Suç duyurusu dilekçesinde, şu ifadelere yer verildi:
"22 Haziran günü Ankara'da kolluk kuvvetlerince baro başkanları ve avukatlara karşı yapılan bütün haksız eylemler temel Anayasal haklar olan kişinin dokunulmazlığı, kişi hürriyeti ve güvenliği, kişi hürriyeti ve güvenliği, düşünce özgürlüğü, düşünceyi açıklama ve yayma hürriyeti, toplantı ve gösteri yürüyüşü düzenleme hakkı, seyahat hürriyeti, hak arama hürriyeti gibi temel haklar zorbaca, cebir ile baro başkanları darp edilerek ve TCK madde 109, TCK madde 94, TCK madde 125, TCK madde 106 ve TCK madde 86'da tanımlanan suçlar işlenerek ihlal edilmiştir.”
“Tüm bu hususlar sebebiyle 22 Haziran tarihinde Baro Başkanları ve Avukatlara karşı belirttiğimiz ihlalleri ve suçları işleyen şüpheliler ve iştirak edenler hakkında kamu davası açılmasını, şüphelilerin cezalandırılması için taleplerimiz ve resen gözetilen soruşturma işlemlerin yapılmasını sayın savcılık makamından talep ederiz.”
'DELİLLER KARARTILMASIN'
Dilekçede delillerin karartılmasının engellenmesi yapılması istenilenler şöyle sıralandı:
Olay sırasında görevli polis memurlarının görüntü, ses ve benzeri yöntemlerle delil oluşturdukları, mesaj kayıtlarına, arama kayıtlarına, telsiz kayıtlarına ulaşabilmek adına telefonlarına el koymak suretiyle ivedilikle delillerin karartılmasının engellenmesine,
Emniyet mensupları tarafından kameralarla görüntü alınmış olup emniyet kamera kayıtlarına el konulmasına,
Baro Başkanları tarafından şahsen ve Baroları adına yaptıkları şikayet dilekçelerinin Başsavcılığınızca dosya içerisine delil olarak konulmasına,
Ankara Güvenlik Şube Müdürü Yılmaz Ergan hakkında daha önce herhangi bir suçtan soruşturma ve kovuşturma (idari veya adli) yapılıp yapılmadığı, yapıldı ise ilgili evrakların dosyamız içerisine alınmasını talep ederiz.

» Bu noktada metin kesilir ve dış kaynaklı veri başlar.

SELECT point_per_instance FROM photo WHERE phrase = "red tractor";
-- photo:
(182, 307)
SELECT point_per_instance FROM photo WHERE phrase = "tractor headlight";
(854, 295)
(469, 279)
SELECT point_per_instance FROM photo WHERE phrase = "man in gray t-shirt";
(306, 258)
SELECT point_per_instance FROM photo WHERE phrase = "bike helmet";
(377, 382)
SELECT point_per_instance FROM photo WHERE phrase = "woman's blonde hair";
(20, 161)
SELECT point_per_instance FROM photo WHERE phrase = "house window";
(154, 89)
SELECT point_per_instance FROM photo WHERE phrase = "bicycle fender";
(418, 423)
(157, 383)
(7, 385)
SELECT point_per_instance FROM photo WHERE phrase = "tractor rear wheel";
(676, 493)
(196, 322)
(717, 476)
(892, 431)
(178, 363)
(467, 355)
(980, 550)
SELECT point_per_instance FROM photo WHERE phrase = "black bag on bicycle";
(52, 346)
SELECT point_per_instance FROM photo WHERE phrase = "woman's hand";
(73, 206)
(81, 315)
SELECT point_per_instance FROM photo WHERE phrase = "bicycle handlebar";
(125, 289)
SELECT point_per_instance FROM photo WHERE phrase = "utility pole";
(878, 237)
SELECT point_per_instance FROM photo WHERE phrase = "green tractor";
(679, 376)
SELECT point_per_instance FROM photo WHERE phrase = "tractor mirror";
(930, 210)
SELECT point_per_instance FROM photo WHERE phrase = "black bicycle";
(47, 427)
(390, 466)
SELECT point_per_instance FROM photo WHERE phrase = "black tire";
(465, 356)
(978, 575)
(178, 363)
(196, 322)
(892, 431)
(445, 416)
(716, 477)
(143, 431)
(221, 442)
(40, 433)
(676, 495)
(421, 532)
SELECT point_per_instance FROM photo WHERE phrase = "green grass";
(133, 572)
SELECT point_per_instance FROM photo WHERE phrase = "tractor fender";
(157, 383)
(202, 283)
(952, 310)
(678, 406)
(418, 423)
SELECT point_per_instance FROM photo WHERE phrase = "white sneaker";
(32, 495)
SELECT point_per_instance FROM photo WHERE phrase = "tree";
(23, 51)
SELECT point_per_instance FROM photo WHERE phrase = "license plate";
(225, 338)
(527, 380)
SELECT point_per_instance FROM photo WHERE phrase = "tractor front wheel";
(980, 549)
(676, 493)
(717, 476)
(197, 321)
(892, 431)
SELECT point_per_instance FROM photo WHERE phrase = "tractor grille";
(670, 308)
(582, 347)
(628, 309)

ANTALYA BAROSU DA SUÇ DUYURUSUNDA BULUNMUŞTU
Antalya Baro Başkanı Polat Balkan, baro başkanlarının yürüyüşünün engellenmesi nedeniyle İçişleri Bakanı Süleyman Soylu, Ankara Valisi Vasip Şahin ve alanda görevli kolluk görevlileri hakkında “kişiyi hürriyetinden yoksun bıraktıkları, işkence ve kötü muamelede bulundukları” gerekçeleriyle Ankara Cumhuriyet Başsavcılığına suç duyurusunda bulunmuştu.
NE OLMUŞTU?
AKP hükümetinin avukatlık yasasına ve baroların yapısına yönelik müdahale hazırlığına karşı, baro başkanları 19 Haziran Cuma günü bulundukları illerden Ankara'ya doğru "Savunma Yürüyor" eylemi başlattı.
Yürüyüşlerini Anıtkabir'de sonladırmak üzere Ankara'da bir araya gelen baro başkanları, Eskişehir yolunda polis zoruyla engellendi. Polisin barikatla etrafını çevirdiği baro başkanları, geceyi abluka altında ve temel ihtiyaçlarını bile karşılayamaz durumda geçirdi.
Baro başkanları Ankara'da abluka altında tutulurken yurdun dört bir yanında baro ve adliye binaları önünde eylemler yapan avukatlar, AKP hükümetini protesto etti, baro başkanlarına desteklerini sundu. Baro başkanlarının avukatları temsilen illerinden çıkarak Anıtkabir'de sonlandıracakları yürüyüş, AKP hükümetinin sonuçlarını tahmin edemediği engelleme çabası sonucu tüm ülkeye yayılan bir direnişe ve güç gösterisine dönüştü.
Baro başkanlarının bir gün boyunca polis ablukası altında tutulması ve saldırılara maruz kalmasının ardından yürüyüşü engelleyemeyen hükümet, geri adım atmak zorunda kaldı. Savunma Yürüyüşü, baro başkanlarının Anıtkabir' ziyareti ile sonlandı.